- Location: Grand Hyatt Erawan Hotel, Bangkok, Thailand
- Date: 16 July 2024
- Attack type: Poisoning mass murder murder-suicide
- Weapon: Cyanide
- Deaths: 6 (Including the perpetrator)
- Perpetrator: Sherine Chong
- Motive: Financial dispute

= 2024 Bangkok hotel cyanide poisoning =

2024 suspected mass murder event in Thailand

On 16 July 2024, six people of Vietnamese descent, at the Grand Hyatt Erawan Hotel in Bangkok, Thailand, died of cyanide poisoning.

According to Thai Prime Minister Srettha Thavisin, two of the dead were US citizens of Vietnamese descent and four were Vietnamese nationals. After preliminary examinations of the scene, Major-General Theeradej Thumsuthee, chief investigator of the Metropolitan Police Bureau, also said that it was assumed that they had been poisoned, and that there were signs that all six drank coffee or tea. However, a preliminary autopsy did not find any injuries.
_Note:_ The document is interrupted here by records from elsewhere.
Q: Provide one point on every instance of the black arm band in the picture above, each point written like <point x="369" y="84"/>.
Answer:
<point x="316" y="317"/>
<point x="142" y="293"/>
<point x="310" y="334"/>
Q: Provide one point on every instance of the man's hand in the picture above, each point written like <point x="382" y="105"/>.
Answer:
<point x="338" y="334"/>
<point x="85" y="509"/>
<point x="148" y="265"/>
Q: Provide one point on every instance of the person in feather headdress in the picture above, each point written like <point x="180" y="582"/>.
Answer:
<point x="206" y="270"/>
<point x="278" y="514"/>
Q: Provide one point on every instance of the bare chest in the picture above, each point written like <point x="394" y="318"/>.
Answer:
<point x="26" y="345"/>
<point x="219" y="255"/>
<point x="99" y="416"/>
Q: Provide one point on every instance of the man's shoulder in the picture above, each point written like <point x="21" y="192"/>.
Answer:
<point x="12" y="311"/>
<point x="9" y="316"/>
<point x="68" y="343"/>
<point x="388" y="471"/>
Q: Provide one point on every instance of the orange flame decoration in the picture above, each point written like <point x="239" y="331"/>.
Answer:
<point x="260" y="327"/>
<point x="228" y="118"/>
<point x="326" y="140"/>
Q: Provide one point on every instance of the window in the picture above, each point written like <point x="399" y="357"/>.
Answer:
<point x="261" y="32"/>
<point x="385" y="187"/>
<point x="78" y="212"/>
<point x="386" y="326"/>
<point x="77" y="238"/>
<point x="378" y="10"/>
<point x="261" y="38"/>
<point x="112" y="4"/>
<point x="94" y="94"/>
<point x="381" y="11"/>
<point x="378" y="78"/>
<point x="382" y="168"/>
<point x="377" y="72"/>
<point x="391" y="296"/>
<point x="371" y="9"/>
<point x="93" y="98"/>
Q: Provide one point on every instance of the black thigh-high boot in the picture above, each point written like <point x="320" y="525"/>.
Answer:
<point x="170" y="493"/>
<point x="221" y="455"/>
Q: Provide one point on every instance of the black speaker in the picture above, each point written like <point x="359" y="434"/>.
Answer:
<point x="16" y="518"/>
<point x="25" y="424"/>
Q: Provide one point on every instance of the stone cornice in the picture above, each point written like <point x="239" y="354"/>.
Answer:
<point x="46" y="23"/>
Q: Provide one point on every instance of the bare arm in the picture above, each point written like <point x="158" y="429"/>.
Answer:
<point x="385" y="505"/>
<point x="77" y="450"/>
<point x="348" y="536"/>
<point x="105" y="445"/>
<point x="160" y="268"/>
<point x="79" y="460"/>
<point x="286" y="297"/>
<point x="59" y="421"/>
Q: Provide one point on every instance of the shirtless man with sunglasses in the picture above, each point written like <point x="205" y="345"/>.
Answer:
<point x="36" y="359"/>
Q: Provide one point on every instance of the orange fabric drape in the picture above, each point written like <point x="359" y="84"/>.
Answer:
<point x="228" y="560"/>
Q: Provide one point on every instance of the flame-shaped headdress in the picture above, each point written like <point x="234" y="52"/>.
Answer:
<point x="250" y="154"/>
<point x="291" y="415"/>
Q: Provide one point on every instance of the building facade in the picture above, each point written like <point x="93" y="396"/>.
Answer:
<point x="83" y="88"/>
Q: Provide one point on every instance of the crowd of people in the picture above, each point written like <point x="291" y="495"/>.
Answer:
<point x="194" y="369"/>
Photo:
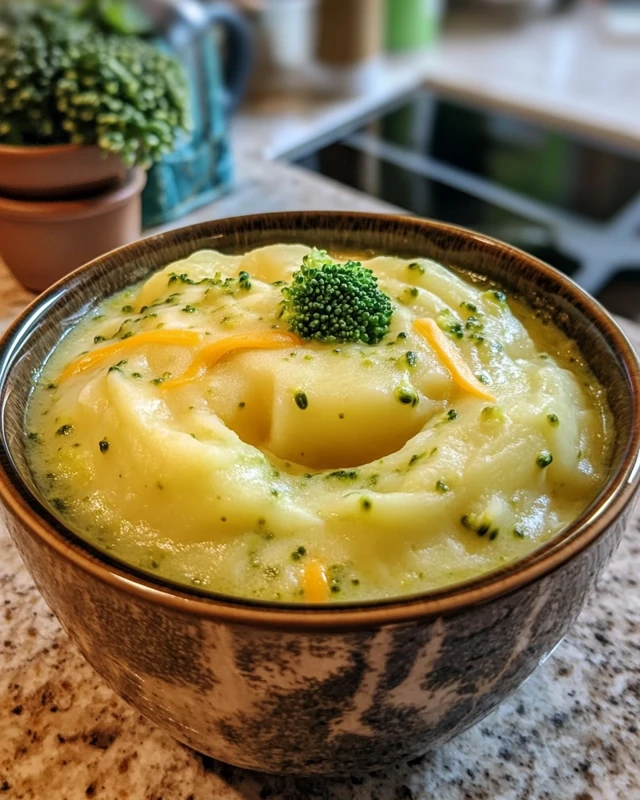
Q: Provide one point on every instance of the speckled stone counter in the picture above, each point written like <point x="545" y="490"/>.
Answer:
<point x="571" y="733"/>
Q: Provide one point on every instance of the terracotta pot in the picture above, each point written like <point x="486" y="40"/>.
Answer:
<point x="337" y="688"/>
<point x="57" y="172"/>
<point x="41" y="241"/>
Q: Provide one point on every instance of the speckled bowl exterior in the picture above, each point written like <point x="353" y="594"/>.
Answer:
<point x="322" y="689"/>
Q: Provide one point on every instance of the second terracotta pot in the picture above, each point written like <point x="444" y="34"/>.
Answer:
<point x="57" y="172"/>
<point x="40" y="242"/>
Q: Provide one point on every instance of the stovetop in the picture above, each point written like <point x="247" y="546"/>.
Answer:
<point x="573" y="203"/>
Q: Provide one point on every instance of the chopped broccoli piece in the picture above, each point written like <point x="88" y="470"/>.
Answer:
<point x="333" y="302"/>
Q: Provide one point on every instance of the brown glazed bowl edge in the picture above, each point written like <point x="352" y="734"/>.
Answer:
<point x="342" y="617"/>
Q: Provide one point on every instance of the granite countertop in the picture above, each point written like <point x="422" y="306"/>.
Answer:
<point x="572" y="731"/>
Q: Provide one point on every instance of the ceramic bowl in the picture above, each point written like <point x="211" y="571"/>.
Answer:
<point x="325" y="689"/>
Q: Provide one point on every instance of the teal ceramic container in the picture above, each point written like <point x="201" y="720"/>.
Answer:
<point x="200" y="169"/>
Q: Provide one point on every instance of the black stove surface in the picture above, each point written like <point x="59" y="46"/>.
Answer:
<point x="572" y="203"/>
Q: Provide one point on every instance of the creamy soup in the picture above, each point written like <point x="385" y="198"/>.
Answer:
<point x="275" y="425"/>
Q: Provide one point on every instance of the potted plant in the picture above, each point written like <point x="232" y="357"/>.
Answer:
<point x="83" y="110"/>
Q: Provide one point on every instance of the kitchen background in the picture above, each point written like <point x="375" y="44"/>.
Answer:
<point x="516" y="118"/>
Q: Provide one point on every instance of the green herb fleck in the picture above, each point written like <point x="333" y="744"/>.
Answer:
<point x="301" y="400"/>
<point x="406" y="396"/>
<point x="344" y="474"/>
<point x="544" y="459"/>
<point x="116" y="367"/>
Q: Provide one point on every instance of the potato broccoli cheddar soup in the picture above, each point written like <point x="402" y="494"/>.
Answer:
<point x="289" y="425"/>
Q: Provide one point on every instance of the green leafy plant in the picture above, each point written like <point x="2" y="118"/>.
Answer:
<point x="67" y="77"/>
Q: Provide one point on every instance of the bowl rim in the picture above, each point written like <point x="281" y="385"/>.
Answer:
<point x="446" y="600"/>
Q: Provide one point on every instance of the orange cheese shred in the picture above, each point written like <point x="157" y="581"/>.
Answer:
<point x="452" y="359"/>
<point x="209" y="355"/>
<point x="315" y="582"/>
<point x="95" y="357"/>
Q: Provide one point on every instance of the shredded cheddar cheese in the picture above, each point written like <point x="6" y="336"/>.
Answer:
<point x="95" y="357"/>
<point x="209" y="356"/>
<point x="315" y="583"/>
<point x="450" y="356"/>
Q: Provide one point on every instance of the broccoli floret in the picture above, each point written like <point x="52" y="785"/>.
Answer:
<point x="333" y="302"/>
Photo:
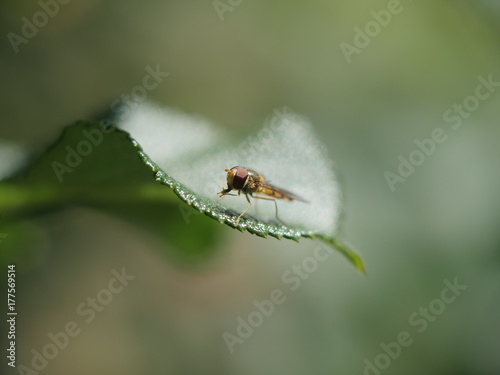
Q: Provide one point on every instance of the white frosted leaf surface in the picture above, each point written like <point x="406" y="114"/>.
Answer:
<point x="285" y="151"/>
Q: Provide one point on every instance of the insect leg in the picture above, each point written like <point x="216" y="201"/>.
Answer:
<point x="244" y="212"/>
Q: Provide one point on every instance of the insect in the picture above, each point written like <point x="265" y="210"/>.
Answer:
<point x="249" y="182"/>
As of 17 July 2024, it was confirmed by Bangkok officials that all six victims died of cyanide poisoning. The police believed that it was a murder–suicide.

It was later revealed Sherine Chong, one of the US citizens, had poisoned the whole group. When the group had ordered food and tea she had refused the attendants offer to brew the tea and said she would do it herself.